Wilson, which now has 600 employees, has an extensive range of products and product lines. The company’s transformation from its original incarnation as a distillery is evidenced in the fact that food now accounts for 95 percent of production. Hirota reports that powdered drinks, soy sauce and condiments, including ketchup, mustard, hot sauce, mayonnaise, and tomato sauce, are among Wilson’s best sellers. In 2008, Wilson launched a line of microwave popcorn with licensed images of The Simpsons on the label. He says this effort to connect with the public seems to be working and that sales are good. We can expect new items and new lines in 2009, but Hiroto says he can’t give specifics.

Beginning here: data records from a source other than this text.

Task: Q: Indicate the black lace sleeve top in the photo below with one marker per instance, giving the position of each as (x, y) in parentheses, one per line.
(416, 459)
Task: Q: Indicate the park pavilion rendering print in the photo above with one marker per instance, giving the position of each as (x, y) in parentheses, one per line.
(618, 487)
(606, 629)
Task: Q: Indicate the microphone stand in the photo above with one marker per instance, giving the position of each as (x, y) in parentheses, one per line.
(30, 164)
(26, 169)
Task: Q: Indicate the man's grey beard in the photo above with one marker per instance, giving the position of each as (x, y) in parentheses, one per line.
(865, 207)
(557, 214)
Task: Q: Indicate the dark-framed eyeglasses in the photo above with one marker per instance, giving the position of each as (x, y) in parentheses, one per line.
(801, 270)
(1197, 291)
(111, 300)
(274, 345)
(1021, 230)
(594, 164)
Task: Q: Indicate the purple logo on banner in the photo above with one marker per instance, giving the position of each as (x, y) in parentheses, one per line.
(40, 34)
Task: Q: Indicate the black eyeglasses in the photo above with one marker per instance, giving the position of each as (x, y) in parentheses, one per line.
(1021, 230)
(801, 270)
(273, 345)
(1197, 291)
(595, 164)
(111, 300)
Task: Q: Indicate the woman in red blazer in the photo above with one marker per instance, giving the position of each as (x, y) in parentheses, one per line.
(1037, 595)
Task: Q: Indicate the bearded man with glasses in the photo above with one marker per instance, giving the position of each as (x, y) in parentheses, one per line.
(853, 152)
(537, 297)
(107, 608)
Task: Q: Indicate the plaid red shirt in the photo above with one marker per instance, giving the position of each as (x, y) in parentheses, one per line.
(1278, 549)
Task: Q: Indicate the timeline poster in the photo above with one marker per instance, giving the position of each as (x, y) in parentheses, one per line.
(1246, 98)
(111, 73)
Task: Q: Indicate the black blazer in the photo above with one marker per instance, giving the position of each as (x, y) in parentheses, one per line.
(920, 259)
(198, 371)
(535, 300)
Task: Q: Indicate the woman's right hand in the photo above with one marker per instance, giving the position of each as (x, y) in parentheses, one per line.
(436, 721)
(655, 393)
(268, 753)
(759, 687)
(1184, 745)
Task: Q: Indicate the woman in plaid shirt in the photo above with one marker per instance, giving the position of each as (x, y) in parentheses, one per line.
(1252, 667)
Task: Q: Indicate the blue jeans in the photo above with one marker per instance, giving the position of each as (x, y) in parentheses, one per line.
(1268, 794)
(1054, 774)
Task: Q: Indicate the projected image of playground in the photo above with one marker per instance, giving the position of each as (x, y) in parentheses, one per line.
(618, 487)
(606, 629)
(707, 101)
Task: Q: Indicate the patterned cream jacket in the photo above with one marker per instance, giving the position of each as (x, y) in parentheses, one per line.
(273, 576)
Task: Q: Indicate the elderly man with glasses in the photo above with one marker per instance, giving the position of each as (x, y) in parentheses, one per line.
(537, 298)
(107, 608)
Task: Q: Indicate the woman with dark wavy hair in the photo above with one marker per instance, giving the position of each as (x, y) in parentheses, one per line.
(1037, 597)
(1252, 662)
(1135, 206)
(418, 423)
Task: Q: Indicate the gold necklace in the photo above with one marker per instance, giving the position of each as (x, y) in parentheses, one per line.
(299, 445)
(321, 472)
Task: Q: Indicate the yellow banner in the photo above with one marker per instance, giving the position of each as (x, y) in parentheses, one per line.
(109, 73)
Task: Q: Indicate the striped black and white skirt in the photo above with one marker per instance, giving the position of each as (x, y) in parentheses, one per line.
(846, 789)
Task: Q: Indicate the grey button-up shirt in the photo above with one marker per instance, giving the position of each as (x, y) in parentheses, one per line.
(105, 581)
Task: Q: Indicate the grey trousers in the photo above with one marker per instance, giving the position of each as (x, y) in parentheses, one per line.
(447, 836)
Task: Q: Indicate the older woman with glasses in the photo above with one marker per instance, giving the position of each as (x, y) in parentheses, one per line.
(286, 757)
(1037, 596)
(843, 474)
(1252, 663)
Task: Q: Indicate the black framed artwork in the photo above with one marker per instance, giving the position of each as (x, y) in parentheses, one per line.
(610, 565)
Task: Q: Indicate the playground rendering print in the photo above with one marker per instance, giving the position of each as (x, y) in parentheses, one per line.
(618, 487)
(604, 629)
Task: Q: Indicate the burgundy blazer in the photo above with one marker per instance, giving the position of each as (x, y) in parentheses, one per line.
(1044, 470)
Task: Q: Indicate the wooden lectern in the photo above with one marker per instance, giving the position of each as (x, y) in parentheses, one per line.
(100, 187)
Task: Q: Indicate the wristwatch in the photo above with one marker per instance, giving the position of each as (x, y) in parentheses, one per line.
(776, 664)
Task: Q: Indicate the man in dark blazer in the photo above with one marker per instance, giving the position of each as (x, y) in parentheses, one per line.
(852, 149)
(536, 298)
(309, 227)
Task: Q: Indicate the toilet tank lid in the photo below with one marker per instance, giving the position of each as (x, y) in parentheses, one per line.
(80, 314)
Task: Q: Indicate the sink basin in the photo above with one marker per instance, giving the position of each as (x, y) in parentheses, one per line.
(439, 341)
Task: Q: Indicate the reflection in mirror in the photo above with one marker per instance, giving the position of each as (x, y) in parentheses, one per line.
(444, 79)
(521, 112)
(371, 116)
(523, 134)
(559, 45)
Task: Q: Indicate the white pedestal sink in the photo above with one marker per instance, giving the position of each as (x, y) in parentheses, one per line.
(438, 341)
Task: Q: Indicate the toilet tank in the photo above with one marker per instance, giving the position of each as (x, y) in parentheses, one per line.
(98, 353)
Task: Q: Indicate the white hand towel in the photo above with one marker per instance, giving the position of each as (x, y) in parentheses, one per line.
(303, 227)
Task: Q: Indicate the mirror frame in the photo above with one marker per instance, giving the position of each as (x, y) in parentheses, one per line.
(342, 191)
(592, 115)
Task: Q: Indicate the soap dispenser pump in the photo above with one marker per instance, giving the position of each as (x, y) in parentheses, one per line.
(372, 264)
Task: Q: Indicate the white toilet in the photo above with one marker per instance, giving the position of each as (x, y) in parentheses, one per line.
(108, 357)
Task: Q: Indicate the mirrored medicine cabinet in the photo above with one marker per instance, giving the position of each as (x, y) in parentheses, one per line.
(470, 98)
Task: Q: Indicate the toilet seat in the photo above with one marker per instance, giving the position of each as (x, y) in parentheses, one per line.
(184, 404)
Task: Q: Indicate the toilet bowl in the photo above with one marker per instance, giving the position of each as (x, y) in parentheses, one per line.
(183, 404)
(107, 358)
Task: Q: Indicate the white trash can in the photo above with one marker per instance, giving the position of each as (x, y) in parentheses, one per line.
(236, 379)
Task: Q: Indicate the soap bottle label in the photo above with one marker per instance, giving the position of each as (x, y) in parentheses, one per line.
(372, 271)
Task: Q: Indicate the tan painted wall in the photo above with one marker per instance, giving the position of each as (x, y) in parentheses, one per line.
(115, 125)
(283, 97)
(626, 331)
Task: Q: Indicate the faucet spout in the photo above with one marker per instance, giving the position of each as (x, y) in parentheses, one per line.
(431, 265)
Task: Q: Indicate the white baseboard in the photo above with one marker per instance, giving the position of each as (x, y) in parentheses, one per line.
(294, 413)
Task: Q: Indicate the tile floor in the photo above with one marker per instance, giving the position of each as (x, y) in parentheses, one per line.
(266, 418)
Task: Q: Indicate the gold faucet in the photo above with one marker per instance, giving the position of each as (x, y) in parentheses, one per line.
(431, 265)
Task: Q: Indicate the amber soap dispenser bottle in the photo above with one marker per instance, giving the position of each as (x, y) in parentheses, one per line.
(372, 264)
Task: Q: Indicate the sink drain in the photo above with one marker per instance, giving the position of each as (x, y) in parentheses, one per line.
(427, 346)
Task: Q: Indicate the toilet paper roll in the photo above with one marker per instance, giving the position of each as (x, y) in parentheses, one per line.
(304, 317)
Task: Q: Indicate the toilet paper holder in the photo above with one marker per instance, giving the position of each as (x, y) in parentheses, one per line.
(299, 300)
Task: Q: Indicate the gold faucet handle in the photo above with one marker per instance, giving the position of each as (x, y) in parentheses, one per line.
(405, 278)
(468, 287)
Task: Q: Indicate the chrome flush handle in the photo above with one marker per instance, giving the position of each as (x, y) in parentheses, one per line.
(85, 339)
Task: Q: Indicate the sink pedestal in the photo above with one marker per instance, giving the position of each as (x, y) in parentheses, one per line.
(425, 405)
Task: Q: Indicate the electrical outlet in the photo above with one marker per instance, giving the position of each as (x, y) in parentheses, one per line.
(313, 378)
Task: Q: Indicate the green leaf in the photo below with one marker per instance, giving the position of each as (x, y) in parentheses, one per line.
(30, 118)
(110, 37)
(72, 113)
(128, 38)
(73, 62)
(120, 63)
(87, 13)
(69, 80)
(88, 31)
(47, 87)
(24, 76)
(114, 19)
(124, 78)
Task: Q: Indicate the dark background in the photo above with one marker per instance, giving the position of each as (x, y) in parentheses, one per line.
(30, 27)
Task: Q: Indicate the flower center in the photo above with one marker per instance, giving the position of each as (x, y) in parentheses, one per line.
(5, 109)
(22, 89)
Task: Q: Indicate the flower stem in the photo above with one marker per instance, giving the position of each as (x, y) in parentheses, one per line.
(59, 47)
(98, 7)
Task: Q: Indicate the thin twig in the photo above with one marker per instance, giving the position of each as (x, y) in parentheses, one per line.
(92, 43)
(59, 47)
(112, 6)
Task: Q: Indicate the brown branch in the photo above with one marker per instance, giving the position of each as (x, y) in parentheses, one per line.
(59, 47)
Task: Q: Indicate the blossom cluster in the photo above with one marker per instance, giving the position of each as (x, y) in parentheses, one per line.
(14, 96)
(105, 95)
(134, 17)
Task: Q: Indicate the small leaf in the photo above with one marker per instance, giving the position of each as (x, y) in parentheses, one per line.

Inspired by a sense of concern for the environment, Hirota says that “we are always trying to improve our practices and seek out renewable energy sources. This year we bought a wood-fired boiler which burns renewable wood.” He adds that all waste is treated in accordance with environmental law and norms. Wilson’s commitment to decency is seen in its socially responsible activity too. Hirota explains that Wilson contributes to a group which supports local institutions such as public health clinics and hospitals. The company is proud to display on its labels the stamp that certifies the business as a contributor to this important cause, mainly in the two cities in which its employees live. Wilson follows trends for practicality but Hirota says that the company is always searching for ways to become more environmentally friendly. It is even studying ways to recycle the stand-up pouch packaging and exploring biodegradable packing materials.

Currently, Hirota points out, around 5 percent of sales comes from exports. He notes that sales in Brazil are the company’s main focus but it does sell in Paraguay, Bolivia and Uruguay in South America and on occasion in Eastern Europe and Africa. Looking ahead, he foresees some expansion in the company’s range, especially to nearby South American countries, and he also sees a lot of room for growth within Brazil.

Hirota reports that the company has been in a growing phase for the past five years with an 8 to 10 percent rise in annual sales during each of the past three years. He is proud to announce hearty growth of nearly 20 percent in 2008. Hirota says that Wilson will probably move a bit more slowly and cautiously in 2009, in response to the current difficult economic situation worldwide. Yet he remains positive: “We’re hoping to maintain 8 to 10 percent growth for this year.”

Hirota is proud of Wilson’s continued success and recognizes that the family’s philosophy has been a contributing factor. He explains that the company has always been based on a philosophy of ethics, respect, and valuing people and strategic partnerships with suppliers and shippers for example. He says, “We try to work with our suppliers/strategic partners to find the best solutions.” And he cites Wilson’s relationship with Duas Rodas, a large supplier of flavorings, in place since the company’s founding. He reports that the two companies work together for mutual benefit whenever possible. And he reminds us that Wilson always “aims to make flavorful, healthy, practical, high quality products.”